Young volunteer helps ensure food for Shanghai residents
By Huang Yue

A photo of two young women enjoying the blue sky and sunshine went viral on Chinese social media recently.

The two are workers of RT-Mart, a local supermarket chain. For nearly a month, they've been living in tents, working hard to ensure food supplies for quarantined residents.

Twenty-three-year-old Huang Die is one of them. She is among the 108 workers from Ningbo City who came to support Shanghai on April 9.

"It's a rare chance for us to have a relax outside the supermarket," said Huang Die. "I remember when we first went to the rooftop; there were a lot of dark clouds. But I was still happy to get some fresh air. Soon after, the clouds scattered, the sunlight shone through, and the blue sky came into view. We were so excited to witness the whole process, so we took some pictures.”

Huang's primary job is to offload goods that arrive at the supermarket and then pack orders.

"During the busiest time, I felt we were working all day long without any rest. We just kept offloading and packing. We didn't have time to think about the epidemic outside. All we could think about was how many tonnes of goods we had received and distributed," said Huang.

She said her parents had tears in their eyes when they heard she had signed up to go to Shanghai.
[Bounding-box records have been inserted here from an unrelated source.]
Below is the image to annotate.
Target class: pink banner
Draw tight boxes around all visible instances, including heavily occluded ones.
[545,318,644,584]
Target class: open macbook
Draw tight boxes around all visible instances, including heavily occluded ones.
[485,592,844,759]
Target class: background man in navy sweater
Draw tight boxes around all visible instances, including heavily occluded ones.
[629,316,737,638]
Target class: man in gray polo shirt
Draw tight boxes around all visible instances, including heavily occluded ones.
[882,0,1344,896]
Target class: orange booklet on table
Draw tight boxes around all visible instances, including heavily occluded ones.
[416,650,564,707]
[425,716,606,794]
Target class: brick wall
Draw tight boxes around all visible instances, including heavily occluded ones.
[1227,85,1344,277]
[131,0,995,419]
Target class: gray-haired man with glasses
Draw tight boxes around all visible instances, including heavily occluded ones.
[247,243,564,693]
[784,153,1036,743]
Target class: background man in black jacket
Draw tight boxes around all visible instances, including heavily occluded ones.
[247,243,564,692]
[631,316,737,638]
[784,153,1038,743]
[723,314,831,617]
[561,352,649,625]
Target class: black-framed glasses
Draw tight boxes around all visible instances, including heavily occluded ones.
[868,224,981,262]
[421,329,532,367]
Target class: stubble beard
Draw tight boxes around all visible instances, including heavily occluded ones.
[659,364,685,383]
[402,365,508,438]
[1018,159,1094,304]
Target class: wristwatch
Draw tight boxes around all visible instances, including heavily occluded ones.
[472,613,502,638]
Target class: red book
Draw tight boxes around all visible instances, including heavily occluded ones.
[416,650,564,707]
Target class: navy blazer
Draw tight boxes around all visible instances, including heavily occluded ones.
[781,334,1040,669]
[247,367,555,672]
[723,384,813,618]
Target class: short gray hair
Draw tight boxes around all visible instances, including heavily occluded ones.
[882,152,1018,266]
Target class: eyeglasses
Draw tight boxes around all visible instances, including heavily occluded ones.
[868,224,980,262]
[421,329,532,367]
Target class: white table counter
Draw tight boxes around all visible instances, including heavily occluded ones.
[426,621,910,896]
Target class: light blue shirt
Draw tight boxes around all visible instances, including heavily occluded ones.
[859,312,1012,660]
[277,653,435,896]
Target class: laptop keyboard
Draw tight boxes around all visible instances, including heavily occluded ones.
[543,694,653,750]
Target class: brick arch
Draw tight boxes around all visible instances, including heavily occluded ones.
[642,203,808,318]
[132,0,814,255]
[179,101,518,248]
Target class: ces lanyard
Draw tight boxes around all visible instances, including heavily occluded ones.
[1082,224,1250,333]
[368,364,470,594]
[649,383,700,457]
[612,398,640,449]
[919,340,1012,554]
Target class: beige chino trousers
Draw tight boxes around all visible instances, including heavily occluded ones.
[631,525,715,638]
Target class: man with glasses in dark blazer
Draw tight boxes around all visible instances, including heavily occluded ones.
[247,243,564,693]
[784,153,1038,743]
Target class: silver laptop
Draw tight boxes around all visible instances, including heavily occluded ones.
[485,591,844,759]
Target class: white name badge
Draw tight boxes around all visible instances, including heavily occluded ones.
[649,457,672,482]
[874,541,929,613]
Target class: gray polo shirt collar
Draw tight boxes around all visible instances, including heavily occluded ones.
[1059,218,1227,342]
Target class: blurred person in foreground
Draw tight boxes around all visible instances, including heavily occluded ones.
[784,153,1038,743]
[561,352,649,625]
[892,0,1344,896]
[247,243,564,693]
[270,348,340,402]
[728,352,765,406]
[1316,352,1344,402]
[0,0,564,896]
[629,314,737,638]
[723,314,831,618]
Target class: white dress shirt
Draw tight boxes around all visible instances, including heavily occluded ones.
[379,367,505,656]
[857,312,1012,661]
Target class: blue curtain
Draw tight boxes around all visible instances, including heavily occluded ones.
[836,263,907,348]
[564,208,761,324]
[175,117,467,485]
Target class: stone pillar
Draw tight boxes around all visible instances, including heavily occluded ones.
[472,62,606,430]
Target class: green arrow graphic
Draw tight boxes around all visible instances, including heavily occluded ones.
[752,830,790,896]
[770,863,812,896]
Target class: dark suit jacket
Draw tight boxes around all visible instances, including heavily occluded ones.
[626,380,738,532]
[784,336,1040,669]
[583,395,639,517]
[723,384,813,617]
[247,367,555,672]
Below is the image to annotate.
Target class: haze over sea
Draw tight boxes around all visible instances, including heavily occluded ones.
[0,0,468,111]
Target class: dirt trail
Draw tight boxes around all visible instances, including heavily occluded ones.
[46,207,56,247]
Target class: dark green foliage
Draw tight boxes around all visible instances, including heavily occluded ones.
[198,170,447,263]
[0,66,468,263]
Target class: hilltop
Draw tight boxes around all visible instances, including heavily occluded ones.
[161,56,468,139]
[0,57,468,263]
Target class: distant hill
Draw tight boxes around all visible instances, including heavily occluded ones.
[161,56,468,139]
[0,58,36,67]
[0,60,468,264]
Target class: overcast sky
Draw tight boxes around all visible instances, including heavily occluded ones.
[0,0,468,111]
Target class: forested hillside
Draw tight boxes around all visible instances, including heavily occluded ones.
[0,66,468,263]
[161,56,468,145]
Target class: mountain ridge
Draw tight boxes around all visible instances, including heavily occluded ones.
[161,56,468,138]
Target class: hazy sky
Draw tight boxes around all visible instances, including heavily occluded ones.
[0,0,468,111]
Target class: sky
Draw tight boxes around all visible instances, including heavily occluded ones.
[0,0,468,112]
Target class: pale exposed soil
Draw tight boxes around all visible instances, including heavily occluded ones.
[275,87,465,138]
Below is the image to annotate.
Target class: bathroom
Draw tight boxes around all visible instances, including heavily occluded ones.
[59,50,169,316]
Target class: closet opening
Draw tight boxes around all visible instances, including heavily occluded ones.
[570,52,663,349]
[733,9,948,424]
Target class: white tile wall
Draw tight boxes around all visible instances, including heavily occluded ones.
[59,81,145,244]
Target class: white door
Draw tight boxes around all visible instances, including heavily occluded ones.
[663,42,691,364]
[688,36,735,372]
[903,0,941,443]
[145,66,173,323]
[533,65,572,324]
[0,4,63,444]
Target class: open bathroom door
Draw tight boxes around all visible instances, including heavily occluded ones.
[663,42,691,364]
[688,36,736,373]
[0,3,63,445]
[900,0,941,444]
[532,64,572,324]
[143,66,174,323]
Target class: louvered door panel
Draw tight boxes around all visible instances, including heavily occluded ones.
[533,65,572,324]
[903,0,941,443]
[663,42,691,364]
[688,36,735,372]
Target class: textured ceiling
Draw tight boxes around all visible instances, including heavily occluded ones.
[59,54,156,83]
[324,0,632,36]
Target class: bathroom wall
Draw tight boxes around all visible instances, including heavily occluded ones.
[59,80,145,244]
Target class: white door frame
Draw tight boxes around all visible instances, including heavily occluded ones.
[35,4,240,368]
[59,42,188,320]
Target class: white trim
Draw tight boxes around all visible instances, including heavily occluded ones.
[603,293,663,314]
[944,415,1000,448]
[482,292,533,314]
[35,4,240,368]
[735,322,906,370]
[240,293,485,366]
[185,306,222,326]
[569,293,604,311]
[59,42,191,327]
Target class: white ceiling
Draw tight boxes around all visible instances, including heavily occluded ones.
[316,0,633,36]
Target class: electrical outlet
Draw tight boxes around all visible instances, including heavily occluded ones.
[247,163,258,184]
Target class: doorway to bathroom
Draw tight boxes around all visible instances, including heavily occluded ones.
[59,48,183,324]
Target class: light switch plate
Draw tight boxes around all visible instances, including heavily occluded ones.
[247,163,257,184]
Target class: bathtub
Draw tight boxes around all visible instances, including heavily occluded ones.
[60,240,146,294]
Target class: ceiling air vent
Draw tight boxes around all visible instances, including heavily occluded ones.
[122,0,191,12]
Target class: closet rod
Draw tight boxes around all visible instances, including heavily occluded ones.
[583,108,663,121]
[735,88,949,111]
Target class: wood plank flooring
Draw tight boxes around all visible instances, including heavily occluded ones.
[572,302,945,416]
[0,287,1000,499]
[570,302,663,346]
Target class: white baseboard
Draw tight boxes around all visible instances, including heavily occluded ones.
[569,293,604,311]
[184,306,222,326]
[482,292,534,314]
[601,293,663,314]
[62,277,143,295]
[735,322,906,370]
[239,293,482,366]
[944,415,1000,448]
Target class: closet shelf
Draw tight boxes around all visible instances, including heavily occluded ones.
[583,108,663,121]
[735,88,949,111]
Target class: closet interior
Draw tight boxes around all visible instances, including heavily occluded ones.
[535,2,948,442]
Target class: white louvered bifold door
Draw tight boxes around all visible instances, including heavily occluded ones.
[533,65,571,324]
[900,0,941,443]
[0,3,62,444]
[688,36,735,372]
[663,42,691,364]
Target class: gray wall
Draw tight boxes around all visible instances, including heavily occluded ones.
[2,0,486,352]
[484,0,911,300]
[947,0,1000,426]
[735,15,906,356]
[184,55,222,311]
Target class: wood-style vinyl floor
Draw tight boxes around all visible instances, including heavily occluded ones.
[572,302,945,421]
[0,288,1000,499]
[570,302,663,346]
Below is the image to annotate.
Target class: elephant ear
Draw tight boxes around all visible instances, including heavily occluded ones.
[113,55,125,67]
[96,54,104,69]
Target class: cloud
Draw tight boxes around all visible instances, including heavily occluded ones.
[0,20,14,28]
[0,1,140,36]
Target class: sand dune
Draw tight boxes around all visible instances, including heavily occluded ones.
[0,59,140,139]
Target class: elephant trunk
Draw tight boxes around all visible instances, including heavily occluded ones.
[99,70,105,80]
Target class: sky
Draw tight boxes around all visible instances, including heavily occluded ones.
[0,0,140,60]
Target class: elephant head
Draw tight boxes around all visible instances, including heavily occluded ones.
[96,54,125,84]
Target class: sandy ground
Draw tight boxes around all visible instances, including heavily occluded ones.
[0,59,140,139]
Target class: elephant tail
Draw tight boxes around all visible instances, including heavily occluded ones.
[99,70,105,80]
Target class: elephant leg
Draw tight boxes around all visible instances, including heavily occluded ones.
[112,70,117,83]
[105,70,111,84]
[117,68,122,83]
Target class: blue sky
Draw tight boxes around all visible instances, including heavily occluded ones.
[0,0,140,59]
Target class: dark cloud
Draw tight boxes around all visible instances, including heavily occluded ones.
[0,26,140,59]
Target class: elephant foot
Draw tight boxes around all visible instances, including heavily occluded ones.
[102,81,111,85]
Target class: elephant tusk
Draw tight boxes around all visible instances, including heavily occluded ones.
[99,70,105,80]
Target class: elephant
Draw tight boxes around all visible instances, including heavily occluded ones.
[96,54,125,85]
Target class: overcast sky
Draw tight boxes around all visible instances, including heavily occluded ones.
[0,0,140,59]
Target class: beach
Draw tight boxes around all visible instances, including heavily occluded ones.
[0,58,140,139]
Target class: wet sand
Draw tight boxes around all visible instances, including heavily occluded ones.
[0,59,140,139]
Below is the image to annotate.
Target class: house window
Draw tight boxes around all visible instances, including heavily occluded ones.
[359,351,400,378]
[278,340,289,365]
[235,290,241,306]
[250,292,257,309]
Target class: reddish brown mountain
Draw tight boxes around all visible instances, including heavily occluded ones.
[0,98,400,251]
But they're proud of her.

Huang said people who call her generation "lazy" and "self-centered" are just using stereotypes when, in fact, her generation has become the country's backbone and will stand up boldly for others regardless of difficulties.

"I know sometimes, young people say online, 'Oh, let's just slack off and lie down, and let nature takes its course.'  But in fact, every time there's a crisis in the country, you can see numerous young people coming forward to shoulder their responsibility," Huang said.

She said she believes Shanghai residents will soon be able to leave their homes and enjoy the sunshine and blue sky like she did in the photo after the arduous efforts fighting the outbreak.

Shanghai has been put into closed-off management since late March due to the resurgence of COVID-19, and some supermarkets could only maintain online operations for community group buying to guarantee residents' food and daily necessities.

After a monthlong suspension, more supermarkets and grocery stores in the city, especially in suburban areas, are gradually resuming offline operations as new infections in the city continue to decline.

Shanghai reported 261 locally transmitted COVID-19 cases, 4,390 local asymptomatic infections, two imported cases and 13 deaths on Wednesday.